For this purpose, the control device 6 a Bayesian network 10 on, which is schematically in 4 is shown. The Bayesian network 10 consists of three sensor nodes 12 ' . 12 '' . 12 ''' for the sensors 3 . 4 . 5 and a result node 13 for the merger result. To the Bayesian network 10 To calibrate, the controller now performs the following steps:
First, the controller determines 6 from the collected sensor data a compound probability distribution, that is, the probability of all state combinations

at the three sensors 3 . 4 . 5 is determined, where the x ₁ , x ₂ and x _{3 are} each a state at the sensors 3 . 4 . 5 correspond. By way of example, a measured distribution is assumed here as an example, which is shown as a table in FIG 5 is shown. For n sensors and a fusion node with k states, the following generally applies to Bayesian networks:

wobei sich die einzelnen Gleichungen ergeben, wenn man jeweils die Werte für x₁, x₂, x₃ aus der in 5 gezeigten Tabelle einsetzt. Insgesamt müssen nun folgende Randwahrscheinlichkeiten bzw. bedingten Wahrscheinlichkeiten bestimmt werden: Für den Ergebnisknoten 13: P(z = 0) und P(z = 1), den Sensorknoten 12': P(x₁ = 0|z = 0), P(x₁ = 0|z = 1), P(x₁ = 1|z = 0), P(x₁ = 1|z = 1), den Sensorknoten 12'': P(x₂ = 0|z = 0), P(x₂ = 0|z = 1), P(x₂ = 1|z = 0), P(x₂ = 1|z = 1), den Sensorknoten 12''': P(x₃ = 0|z = 0), P(x₃ = 0|z = 1), P(x₃ = 1|z = 0), P(x₃ = 1|z = 1). Dabei ist zu beachten, dass auf Grund von Normierungsbedingungen die Wahrscheinlichkeiten teilweise redundant sind.

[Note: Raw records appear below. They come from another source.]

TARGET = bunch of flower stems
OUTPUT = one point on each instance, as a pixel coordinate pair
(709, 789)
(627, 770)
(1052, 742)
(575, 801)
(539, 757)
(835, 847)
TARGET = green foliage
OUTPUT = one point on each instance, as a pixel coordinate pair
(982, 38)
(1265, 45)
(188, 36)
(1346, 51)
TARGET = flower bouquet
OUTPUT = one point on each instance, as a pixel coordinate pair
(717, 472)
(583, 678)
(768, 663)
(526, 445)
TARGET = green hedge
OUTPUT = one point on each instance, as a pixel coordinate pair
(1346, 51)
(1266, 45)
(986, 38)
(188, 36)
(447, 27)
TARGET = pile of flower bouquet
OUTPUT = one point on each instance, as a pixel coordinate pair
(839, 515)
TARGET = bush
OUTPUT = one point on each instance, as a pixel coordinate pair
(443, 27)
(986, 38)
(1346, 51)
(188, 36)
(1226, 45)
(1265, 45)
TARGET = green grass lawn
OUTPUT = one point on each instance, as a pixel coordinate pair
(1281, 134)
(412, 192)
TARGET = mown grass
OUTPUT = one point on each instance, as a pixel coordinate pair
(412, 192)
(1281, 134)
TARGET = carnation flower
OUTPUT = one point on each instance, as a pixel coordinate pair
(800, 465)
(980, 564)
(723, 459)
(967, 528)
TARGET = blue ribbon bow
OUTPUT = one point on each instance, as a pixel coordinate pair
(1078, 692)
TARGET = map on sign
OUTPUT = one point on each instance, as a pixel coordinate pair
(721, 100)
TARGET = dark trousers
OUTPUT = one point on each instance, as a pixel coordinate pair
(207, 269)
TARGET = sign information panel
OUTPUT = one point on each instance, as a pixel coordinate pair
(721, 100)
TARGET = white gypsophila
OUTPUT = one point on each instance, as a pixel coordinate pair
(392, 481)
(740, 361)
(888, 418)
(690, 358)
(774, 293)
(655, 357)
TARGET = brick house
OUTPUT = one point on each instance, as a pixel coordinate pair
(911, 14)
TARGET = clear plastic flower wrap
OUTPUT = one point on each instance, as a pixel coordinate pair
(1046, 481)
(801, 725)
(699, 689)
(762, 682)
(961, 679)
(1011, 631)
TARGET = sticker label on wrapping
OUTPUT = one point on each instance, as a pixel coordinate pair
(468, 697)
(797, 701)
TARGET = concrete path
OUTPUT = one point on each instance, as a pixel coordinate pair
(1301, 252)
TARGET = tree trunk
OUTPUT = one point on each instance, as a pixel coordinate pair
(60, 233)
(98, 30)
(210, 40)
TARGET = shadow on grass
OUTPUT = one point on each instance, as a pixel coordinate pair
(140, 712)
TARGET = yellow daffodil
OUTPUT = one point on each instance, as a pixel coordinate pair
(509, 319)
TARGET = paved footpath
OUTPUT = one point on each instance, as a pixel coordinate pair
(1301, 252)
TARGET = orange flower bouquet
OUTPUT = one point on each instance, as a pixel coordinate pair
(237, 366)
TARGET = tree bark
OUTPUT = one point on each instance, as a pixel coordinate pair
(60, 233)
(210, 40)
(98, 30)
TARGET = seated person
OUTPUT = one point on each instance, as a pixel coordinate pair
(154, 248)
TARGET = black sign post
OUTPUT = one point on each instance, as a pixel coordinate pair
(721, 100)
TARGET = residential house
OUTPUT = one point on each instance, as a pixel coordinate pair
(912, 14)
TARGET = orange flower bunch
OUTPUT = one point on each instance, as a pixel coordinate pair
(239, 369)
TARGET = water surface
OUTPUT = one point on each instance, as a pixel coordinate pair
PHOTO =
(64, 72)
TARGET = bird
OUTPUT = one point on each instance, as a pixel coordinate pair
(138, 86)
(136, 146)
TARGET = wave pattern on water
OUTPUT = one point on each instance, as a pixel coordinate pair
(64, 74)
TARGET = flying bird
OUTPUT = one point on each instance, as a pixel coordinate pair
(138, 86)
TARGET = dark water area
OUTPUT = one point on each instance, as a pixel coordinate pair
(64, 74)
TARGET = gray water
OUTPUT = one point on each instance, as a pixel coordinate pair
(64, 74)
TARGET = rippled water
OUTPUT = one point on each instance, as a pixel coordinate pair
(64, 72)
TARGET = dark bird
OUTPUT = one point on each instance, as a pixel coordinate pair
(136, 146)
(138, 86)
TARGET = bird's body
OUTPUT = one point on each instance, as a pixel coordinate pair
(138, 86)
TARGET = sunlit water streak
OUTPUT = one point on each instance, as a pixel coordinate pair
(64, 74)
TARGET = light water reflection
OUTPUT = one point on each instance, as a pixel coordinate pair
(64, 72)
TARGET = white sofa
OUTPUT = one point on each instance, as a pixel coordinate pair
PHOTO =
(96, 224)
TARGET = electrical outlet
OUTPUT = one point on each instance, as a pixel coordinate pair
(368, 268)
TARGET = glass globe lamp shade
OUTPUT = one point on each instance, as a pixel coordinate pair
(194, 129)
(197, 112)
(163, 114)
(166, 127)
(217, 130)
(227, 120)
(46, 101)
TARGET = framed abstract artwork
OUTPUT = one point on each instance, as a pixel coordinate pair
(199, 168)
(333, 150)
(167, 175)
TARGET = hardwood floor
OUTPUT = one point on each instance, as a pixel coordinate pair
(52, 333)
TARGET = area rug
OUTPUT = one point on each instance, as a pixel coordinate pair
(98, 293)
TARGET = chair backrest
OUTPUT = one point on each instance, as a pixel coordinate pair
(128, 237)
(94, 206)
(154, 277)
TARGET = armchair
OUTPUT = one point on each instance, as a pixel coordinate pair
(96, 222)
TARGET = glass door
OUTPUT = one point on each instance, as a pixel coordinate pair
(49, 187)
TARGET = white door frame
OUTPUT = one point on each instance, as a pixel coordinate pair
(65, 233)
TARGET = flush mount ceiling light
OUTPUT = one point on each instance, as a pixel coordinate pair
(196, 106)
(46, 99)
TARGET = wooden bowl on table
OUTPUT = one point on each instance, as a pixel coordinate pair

So bleiben insgesamt sieben Parameter α_i übrig, welche von der Steuereinrichtung 6 bestimmt werden müssen, um das Bayessche Netz 10 zu kalibrieren:

This is simplified due to only three sensors 3 . 4 . 5 with two states each and a fusion node with likewise only two states for the following equation system:

where the individual equations are obtained by taking the values for x ₁ , x ₂ , x ₃ from the in 5 shown table uses. Overall, the following edge probabilities or conditional probabilities must now be determined: For the result node 13 : P (z = 0) and P (z = 1), the sensor node 12 ' : P (x ₁ = 0 | z = 0), P (x ₁ = 0 | z = 1), P (x ₁ = 1 | z = 0), P (x ₁ = 1 | z = 1), the sensor nodes 12 '' : P (x ₂ = 0 | z = 0), P (x ₂ = 0 | z = 1), P (x ₂ = 1 | z = 0), P (x ₂ = 1 | z = 1), the sensor nodes 12 ''' : P (x ₃ = 0 | z = 0), P (x ₃ = 0 | z = 1), P (x ₃ = 1 | z = 0), P (x ₃ = 1 | z = 1). It should be noted that due to normalization conditions, the probabilities are partially redundant. Thus, a total of seven parameters α _i remain, which are provided by the control device 6 must be determined to the Bayesian network 10 to calibrate:

Referenzmessungen durchgeführt werden, damit das Gleichungssystem eindeutig lösbar ist. Das bedeutet, dass für einen Sensor die bedingten Wahrscheinlichkeiten zu allen möglichen Verkehrszuständen in einer Referenzmessung bestimmt werden müssen, für die restlichen Sensoren müssen nicht alle Verkehrszustände in Referenzmessungen erfasst werden. Für das Beispiel bedeutet dies, dass insgesamt vier Referenzmessungen, zwei für einen Sensor und jeweils eine für die anderen beiden Sensoren, durchgeführt werden müssen. Die Steuereinrichtung 6 veranlasst dies beispielsweise durch direktes Ansprechen eines Referenzsensors 14, der ebenfalls an dem Straßenabschnitt 2 positioniert ist und der eine hohe Qualität aufweist bzw. von dem die Qualität bekannt ist.If m _{i is} the number of possible states of a sensor i and k is the number of states of the fusion node, then in general

Reference measurements are performed so that the equation system is clearly solvable. This means that for a sensor the conditional probabilities for all possible traffic conditions must be determined in a reference measurement, for the remaining sensors not all traffic conditions must be recorded in reference measurements. For the example, this means that a total of four reference measurements, two for one sensor and one for the other two sensors, must be performed. The control device 6 causes this, for example, by direct response of a reference sensor 14 who is also on the road section 2 is positioned and has a high quality or of which the quality is known.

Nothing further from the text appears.